The oldest rocks are complexly folded and metamorphosed schists and gneisses of mid-Paleozoic age. The metamorphic rock is overlain by white to grey crystalline limestone of probable Permian age. This sequence is overlain by a Mesozoic volcanic and sedimentary sequence which is regarded as Upper Triassic due to the presence of Monotis fossils on the north slope of Snippaker Peak. These rocks may, in part, be correlative with either the Hazelton Group (Unuk River Formation) or the Stuhini Group.
The Paleozoic and Mesozoic rocks are intruded by plutonic rocks of quartz monzonite to quartz diorite composition. They range from Upper Cretaceous to Early Tertiary in age and are related to the Coast Plutonic Complex.
Most of the Cam 9 claim is underlain by a sedimentary sequence which has been intruded by at least three small igneous bodies of variable composition and texture. There is a prominent, massive layer of grey-white, crystalline limestone which occurs as a marker horizon across the claims. This unit strikes east-west and dips between 40 to 50 degrees north.
A moderately to intensely altered sequence of argillites, cherts and minor andesites occupies the remainder of the claim. Propylitization and silicification are pervasive throughout the unit and pyritization is ubiquitous in the southwest corner of the claim. Actinolite-garnet skarns are commonly well developed in limestones adjacent to the intrusives. Semi-massive magnetite (2.0 metre thick layer) was also located within skarned rocks.

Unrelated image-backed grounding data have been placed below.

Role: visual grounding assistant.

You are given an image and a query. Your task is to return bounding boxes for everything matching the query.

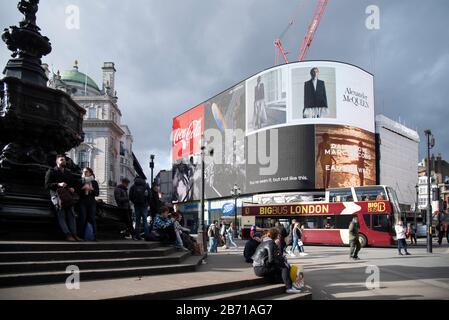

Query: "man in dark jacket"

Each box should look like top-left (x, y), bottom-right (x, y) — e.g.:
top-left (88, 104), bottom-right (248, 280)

top-left (129, 177), bottom-right (151, 240)
top-left (303, 67), bottom-right (328, 118)
top-left (349, 214), bottom-right (361, 260)
top-left (114, 178), bottom-right (134, 238)
top-left (252, 228), bottom-right (299, 293)
top-left (45, 154), bottom-right (81, 242)
top-left (149, 185), bottom-right (162, 232)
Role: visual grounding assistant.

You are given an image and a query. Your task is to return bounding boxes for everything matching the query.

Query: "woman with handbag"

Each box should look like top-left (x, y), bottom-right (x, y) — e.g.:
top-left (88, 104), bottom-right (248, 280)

top-left (78, 167), bottom-right (100, 241)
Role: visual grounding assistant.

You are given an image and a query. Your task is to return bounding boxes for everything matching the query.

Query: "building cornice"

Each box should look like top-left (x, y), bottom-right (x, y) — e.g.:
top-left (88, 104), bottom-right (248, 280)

top-left (83, 120), bottom-right (125, 135)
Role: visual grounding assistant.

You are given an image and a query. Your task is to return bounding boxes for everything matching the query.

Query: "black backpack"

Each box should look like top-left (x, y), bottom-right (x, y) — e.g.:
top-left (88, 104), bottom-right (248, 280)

top-left (132, 184), bottom-right (148, 205)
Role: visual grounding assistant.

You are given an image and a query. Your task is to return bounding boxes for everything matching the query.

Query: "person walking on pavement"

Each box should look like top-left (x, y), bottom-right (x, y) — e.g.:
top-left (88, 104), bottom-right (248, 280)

top-left (129, 176), bottom-right (151, 241)
top-left (349, 214), bottom-right (361, 260)
top-left (395, 220), bottom-right (411, 255)
top-left (285, 219), bottom-right (297, 255)
top-left (114, 178), bottom-right (135, 239)
top-left (208, 220), bottom-right (219, 253)
top-left (220, 222), bottom-right (228, 249)
top-left (407, 223), bottom-right (417, 245)
top-left (290, 222), bottom-right (307, 257)
top-left (226, 222), bottom-right (238, 248)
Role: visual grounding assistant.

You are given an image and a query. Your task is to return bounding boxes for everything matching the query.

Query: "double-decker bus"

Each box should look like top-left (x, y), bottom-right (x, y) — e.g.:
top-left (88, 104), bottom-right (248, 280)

top-left (242, 185), bottom-right (401, 247)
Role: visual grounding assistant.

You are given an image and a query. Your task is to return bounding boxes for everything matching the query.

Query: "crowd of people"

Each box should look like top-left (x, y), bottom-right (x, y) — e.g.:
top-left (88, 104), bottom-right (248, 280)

top-left (45, 154), bottom-right (196, 252)
top-left (207, 221), bottom-right (239, 253)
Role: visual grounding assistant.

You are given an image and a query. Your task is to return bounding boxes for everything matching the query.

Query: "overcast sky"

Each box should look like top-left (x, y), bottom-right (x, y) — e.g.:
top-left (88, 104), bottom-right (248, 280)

top-left (1, 0), bottom-right (448, 178)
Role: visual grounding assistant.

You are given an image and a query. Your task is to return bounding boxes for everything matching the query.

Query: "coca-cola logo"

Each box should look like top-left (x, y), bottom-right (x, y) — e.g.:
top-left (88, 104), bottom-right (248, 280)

top-left (172, 119), bottom-right (202, 149)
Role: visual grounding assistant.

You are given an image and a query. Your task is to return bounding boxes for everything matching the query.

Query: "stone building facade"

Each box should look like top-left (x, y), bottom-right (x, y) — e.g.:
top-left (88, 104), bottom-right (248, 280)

top-left (48, 61), bottom-right (142, 204)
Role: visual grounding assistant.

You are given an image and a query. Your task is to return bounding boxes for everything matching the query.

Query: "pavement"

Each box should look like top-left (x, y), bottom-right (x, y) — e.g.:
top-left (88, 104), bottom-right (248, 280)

top-left (286, 239), bottom-right (449, 300)
top-left (0, 239), bottom-right (448, 300)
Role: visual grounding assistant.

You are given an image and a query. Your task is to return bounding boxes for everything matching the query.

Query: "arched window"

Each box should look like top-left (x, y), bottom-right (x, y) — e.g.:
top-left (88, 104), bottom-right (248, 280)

top-left (78, 150), bottom-right (89, 169)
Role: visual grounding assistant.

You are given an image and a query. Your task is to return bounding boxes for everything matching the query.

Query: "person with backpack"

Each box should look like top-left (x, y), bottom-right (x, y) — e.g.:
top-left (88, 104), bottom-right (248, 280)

top-left (208, 220), bottom-right (219, 253)
top-left (129, 176), bottom-right (151, 241)
top-left (77, 167), bottom-right (100, 241)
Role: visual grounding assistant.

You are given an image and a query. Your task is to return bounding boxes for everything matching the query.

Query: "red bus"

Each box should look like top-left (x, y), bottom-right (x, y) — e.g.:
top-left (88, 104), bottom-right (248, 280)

top-left (242, 186), bottom-right (400, 247)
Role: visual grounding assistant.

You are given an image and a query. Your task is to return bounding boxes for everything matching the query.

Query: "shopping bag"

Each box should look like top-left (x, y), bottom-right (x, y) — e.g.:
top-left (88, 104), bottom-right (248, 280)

top-left (290, 264), bottom-right (305, 289)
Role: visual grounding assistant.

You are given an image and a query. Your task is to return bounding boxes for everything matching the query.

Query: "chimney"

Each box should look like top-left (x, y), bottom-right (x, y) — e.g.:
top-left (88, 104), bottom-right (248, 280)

top-left (102, 62), bottom-right (116, 96)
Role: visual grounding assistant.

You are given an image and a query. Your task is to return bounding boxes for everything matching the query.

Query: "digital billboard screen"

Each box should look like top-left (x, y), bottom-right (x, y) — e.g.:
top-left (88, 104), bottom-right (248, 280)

top-left (172, 61), bottom-right (376, 202)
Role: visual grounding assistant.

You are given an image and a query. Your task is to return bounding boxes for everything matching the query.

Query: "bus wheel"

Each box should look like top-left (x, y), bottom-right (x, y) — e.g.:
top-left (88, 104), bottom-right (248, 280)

top-left (359, 234), bottom-right (368, 248)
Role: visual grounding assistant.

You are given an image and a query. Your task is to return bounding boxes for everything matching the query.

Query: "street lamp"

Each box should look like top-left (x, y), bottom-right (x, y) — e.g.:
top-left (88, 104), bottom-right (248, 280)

top-left (149, 154), bottom-right (155, 186)
top-left (199, 136), bottom-right (214, 256)
top-left (424, 129), bottom-right (435, 253)
top-left (415, 184), bottom-right (419, 232)
top-left (231, 184), bottom-right (241, 238)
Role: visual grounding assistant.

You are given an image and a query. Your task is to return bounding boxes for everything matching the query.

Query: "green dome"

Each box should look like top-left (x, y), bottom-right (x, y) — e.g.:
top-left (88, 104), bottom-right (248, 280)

top-left (60, 67), bottom-right (100, 92)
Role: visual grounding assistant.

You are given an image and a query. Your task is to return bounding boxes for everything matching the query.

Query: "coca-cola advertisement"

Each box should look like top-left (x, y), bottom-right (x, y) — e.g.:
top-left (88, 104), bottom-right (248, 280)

top-left (172, 104), bottom-right (204, 162)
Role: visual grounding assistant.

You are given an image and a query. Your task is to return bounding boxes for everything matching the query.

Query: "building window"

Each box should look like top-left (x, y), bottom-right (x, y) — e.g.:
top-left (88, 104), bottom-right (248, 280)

top-left (84, 133), bottom-right (93, 143)
top-left (120, 141), bottom-right (125, 156)
top-left (88, 107), bottom-right (97, 119)
top-left (78, 150), bottom-right (89, 169)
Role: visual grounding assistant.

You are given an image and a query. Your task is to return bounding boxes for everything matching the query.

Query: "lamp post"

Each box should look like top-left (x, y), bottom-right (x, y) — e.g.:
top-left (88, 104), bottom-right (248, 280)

top-left (415, 183), bottom-right (419, 231)
top-left (199, 136), bottom-right (214, 256)
top-left (231, 184), bottom-right (241, 238)
top-left (149, 154), bottom-right (155, 186)
top-left (424, 129), bottom-right (435, 253)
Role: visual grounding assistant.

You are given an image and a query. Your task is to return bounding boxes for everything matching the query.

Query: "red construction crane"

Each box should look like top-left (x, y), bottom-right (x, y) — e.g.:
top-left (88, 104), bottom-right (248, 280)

top-left (274, 20), bottom-right (293, 65)
top-left (298, 0), bottom-right (328, 61)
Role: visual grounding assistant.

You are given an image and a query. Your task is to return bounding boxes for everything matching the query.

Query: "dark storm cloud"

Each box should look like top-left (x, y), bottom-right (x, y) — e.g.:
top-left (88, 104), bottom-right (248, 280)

top-left (1, 0), bottom-right (448, 178)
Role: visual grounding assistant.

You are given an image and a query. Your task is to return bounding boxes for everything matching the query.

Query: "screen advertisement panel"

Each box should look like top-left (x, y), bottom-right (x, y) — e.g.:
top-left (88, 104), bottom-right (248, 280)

top-left (315, 125), bottom-right (376, 189)
top-left (171, 104), bottom-right (204, 162)
top-left (246, 61), bottom-right (375, 135)
top-left (203, 82), bottom-right (246, 199)
top-left (172, 61), bottom-right (376, 203)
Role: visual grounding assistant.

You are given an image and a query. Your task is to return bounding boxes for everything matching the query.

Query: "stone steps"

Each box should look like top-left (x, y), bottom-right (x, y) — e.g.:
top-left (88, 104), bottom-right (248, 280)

top-left (0, 241), bottom-right (202, 288)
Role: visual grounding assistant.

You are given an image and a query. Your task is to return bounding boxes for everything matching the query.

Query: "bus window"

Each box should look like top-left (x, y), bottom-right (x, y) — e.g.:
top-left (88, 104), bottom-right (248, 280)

top-left (324, 216), bottom-right (336, 229)
top-left (329, 189), bottom-right (353, 202)
top-left (363, 214), bottom-right (371, 227)
top-left (371, 214), bottom-right (391, 232)
top-left (355, 186), bottom-right (386, 201)
top-left (302, 217), bottom-right (320, 229)
top-left (335, 215), bottom-right (353, 229)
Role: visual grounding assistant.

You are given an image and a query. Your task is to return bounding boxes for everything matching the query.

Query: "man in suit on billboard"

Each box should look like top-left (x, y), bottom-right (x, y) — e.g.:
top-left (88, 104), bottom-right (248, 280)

top-left (303, 67), bottom-right (328, 118)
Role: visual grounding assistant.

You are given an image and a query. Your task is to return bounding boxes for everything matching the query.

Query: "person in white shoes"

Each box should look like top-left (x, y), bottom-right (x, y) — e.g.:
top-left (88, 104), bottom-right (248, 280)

Significant sulphide mineralization was found in the valley which transects the south-central part of the Cam 9 claim. Semi-massive to massive occurrences of pyrite, chalcopyrite and sphalerite are found in skarn horizons in limestone. Pyrite cubes over 1.0 centimetre across are found and the sphalerite is generally fine-grained, massive and brown in colour.
Sulphide mineralization generally occurs in small, localized pods of irregular shape which average about 1.0 metre in diameter. Most of the sulphide mineralization appears to be within argillaceous horizons in the skarn.
The grab sample from a pyrite-magnetite bearing skarn in 1987 assayed 10.99 per cent copper, 0.269 per cent zinc, 0.11 gram per tonne gold and 187.5 grams per tonne silver. Another sample from a pod of pyrite and sphalerite in limestone assayed 0.82 per cent copper, 16.30 per cent zinc, 0.1 grams per tonne gold and 58.4 grams per tonne silver (Assessment Report 16955).
In 2006 and 2007, Hathor Exploration Ltd. completed a 7228.7 line-kilometre airborne geophysical survey on the area as the Snip claims of the Iskut project. In 2008, Max Minerals Ltd. examined the property.
In 2017, Colorado Resources field crews collected 64 soil samples over two 800 metre long lines in the northeastern KSP area, due west of CAM 9. The Cam traverse lines where designed to test the potential for carbonate hosted mineralization, which could follow a series of poorly exposed, approximate east-west striking limestone units which were located near the northern limit of the contact of the Lehto batholith. Copper-zinc mineralized zones are present in calc-silicate altered limestone units exposed in the deep creek canyon 500 metres due east of the Cam traverse lines. The two reconnaissance soil lines indicate that base and precious metals contents in B horizons soils are low. In the 64 samples, gold averages 6.1 parts per billion, silver averages 1.0 parts per million, zinc averages 56 parts per million, copper averages 17 parts per million, arsenic averages 7.2 parts per million and molybdenum averages 7.6 parts per million. No consistent polymetallic trends were identified between the two lines and the exploration ranking of this area has been downgraded (Assessment Report 37604).